Björn Gottstein: [lacht] Der Preis ist ja nicht dazu da, dass die Künstler:innen ihren Lebensunterhalt bestreiten. Sie können mit dem Geld machen, was sie wollen. Aber in der Regel fließt das Geld doch künstlerischen Zwecken zu. Und nicht selten ist das Geld auch gespendet oder in die Unterstützung des Nachwuchses investiert worden. Die Verwendung des Geldes ist zwar vollkommen frei, aber es gibt viele Beispiele, wo das Geld wohltätigen Zwecken zugeflossen ist, eben weil die Künstler:innen schon so arriviert und berühmt und auf das Geld nicht unbedingt angewiesen sind.

Versiegt so eine Quelle wie die der Ernst von Siemens Musikstiftung eigentlich irgendwann? Oder ist das Stiftungsvermögen so groß, dass das Geld im Grunde selbst ›arbeitet‹?
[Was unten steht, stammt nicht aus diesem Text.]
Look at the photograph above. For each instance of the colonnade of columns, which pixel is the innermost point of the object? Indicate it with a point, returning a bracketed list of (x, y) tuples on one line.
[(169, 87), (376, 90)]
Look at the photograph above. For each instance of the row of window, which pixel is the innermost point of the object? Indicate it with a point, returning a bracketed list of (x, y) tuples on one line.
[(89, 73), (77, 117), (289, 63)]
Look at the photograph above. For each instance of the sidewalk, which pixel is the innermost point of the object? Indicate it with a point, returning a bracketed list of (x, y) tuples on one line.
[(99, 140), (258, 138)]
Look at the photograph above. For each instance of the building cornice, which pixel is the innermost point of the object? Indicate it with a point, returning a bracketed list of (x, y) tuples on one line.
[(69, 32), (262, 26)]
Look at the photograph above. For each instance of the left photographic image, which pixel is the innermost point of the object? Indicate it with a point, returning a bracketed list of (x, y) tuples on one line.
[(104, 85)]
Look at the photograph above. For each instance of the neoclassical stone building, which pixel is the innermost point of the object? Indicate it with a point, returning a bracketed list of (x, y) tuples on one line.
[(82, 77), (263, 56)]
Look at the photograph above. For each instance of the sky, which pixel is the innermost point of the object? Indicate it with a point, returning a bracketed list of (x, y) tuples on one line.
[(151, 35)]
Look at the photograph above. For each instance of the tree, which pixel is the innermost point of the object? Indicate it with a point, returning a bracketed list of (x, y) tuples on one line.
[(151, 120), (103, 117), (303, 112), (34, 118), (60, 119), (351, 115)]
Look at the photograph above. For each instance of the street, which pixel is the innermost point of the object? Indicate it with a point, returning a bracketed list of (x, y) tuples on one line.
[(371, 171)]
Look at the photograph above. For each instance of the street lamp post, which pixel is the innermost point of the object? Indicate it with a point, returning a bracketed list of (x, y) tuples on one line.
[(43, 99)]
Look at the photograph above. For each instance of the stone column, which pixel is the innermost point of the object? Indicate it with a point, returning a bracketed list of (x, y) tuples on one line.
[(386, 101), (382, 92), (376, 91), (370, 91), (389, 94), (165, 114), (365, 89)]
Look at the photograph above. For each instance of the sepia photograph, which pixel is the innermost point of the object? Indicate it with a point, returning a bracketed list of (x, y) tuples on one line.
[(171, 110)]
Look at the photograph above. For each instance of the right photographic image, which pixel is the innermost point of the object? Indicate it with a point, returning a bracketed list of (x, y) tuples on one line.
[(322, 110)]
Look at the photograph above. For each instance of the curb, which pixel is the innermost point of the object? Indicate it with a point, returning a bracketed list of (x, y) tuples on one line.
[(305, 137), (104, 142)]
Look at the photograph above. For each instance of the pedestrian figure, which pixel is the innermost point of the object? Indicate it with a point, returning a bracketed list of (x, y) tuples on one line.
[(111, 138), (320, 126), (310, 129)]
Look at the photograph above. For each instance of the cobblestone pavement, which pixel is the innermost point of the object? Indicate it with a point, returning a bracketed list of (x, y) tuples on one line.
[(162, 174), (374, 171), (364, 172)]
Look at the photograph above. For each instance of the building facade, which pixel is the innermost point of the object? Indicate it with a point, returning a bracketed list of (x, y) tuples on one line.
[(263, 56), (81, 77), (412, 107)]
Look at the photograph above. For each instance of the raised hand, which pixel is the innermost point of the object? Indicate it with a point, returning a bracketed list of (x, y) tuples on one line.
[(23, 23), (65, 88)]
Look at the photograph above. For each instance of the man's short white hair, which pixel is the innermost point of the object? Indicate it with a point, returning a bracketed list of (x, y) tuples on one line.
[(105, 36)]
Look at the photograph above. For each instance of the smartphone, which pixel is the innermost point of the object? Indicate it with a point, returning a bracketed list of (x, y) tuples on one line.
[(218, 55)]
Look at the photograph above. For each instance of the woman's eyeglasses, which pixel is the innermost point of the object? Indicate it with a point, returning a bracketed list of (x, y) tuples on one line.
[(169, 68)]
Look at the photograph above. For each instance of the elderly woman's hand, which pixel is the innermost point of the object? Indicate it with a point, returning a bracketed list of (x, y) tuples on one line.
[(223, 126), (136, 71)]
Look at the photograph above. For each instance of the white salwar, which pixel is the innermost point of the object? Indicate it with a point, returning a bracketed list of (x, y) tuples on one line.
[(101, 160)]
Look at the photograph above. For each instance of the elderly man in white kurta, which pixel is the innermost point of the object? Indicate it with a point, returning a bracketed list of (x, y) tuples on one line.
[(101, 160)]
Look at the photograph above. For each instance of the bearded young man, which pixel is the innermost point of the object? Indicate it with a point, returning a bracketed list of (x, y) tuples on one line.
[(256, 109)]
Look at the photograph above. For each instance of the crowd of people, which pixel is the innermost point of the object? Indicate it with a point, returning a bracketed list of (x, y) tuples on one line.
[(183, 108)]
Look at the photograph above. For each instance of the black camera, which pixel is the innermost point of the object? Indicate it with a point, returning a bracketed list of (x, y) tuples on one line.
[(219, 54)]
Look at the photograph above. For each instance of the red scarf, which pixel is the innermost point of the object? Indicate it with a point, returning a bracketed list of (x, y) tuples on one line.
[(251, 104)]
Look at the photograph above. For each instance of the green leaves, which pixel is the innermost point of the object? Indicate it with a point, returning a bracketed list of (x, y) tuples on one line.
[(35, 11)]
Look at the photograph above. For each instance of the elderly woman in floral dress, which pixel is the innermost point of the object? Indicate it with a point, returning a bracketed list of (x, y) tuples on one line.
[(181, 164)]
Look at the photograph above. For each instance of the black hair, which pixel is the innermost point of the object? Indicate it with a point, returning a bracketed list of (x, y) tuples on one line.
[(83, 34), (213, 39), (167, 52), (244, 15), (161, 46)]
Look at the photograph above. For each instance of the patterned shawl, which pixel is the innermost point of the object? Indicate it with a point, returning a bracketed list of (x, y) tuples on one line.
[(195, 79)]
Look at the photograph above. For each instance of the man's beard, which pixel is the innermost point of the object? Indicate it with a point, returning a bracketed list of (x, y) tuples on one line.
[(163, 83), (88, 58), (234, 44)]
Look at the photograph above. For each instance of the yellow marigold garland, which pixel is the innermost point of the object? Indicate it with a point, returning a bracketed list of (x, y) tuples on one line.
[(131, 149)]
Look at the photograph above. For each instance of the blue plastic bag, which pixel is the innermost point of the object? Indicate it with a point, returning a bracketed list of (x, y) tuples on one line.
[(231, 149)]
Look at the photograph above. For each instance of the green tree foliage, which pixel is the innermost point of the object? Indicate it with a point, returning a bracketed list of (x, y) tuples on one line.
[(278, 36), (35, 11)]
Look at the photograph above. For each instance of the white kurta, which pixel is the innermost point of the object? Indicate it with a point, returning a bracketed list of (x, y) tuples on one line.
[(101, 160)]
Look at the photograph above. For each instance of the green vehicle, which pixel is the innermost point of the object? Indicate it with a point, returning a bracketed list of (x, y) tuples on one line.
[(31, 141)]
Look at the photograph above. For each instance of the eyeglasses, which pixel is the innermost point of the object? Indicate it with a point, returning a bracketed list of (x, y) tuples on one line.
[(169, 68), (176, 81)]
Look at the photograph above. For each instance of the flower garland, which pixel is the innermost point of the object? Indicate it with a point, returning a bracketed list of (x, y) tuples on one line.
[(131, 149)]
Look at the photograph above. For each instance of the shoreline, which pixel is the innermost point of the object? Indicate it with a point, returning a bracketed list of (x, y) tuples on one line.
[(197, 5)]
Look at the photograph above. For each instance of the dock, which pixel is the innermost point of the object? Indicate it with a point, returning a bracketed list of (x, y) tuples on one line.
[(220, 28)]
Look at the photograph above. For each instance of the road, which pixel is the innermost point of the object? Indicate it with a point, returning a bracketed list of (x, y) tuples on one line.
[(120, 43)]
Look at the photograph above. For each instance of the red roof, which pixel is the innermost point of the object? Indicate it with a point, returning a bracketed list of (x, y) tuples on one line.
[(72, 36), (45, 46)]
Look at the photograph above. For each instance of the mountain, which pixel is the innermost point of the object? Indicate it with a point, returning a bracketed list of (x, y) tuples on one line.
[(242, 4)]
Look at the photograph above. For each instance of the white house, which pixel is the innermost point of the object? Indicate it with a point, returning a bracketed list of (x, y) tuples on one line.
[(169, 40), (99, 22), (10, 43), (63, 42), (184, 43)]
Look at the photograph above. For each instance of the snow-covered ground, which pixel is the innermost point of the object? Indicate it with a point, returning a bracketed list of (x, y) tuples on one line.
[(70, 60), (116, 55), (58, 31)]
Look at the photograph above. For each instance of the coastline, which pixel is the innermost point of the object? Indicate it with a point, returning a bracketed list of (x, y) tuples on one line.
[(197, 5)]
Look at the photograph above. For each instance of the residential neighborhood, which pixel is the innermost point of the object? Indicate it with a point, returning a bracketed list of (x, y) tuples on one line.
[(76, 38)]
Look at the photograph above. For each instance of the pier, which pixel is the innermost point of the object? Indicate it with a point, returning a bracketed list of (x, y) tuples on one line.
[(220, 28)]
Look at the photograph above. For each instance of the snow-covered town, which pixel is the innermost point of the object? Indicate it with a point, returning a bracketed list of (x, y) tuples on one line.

Wir haben ein sehr kompetentes Anlage-Komitee. Und das, was Ernst von Siemens in Form von Siemens-Aktien im Jahre 1972 angelegt hat, ist sehr gut verwaltetet worden, ja. Das heißt: Wir zehren nicht von unserer Substanz, sondern wir können von den Erträgen, die wir haben, tatsächlich alles, was wir bezahlen müssen, bezahlen. Die Quelle wird, wenn es so weitergeht wie jetzt, nie versiegen.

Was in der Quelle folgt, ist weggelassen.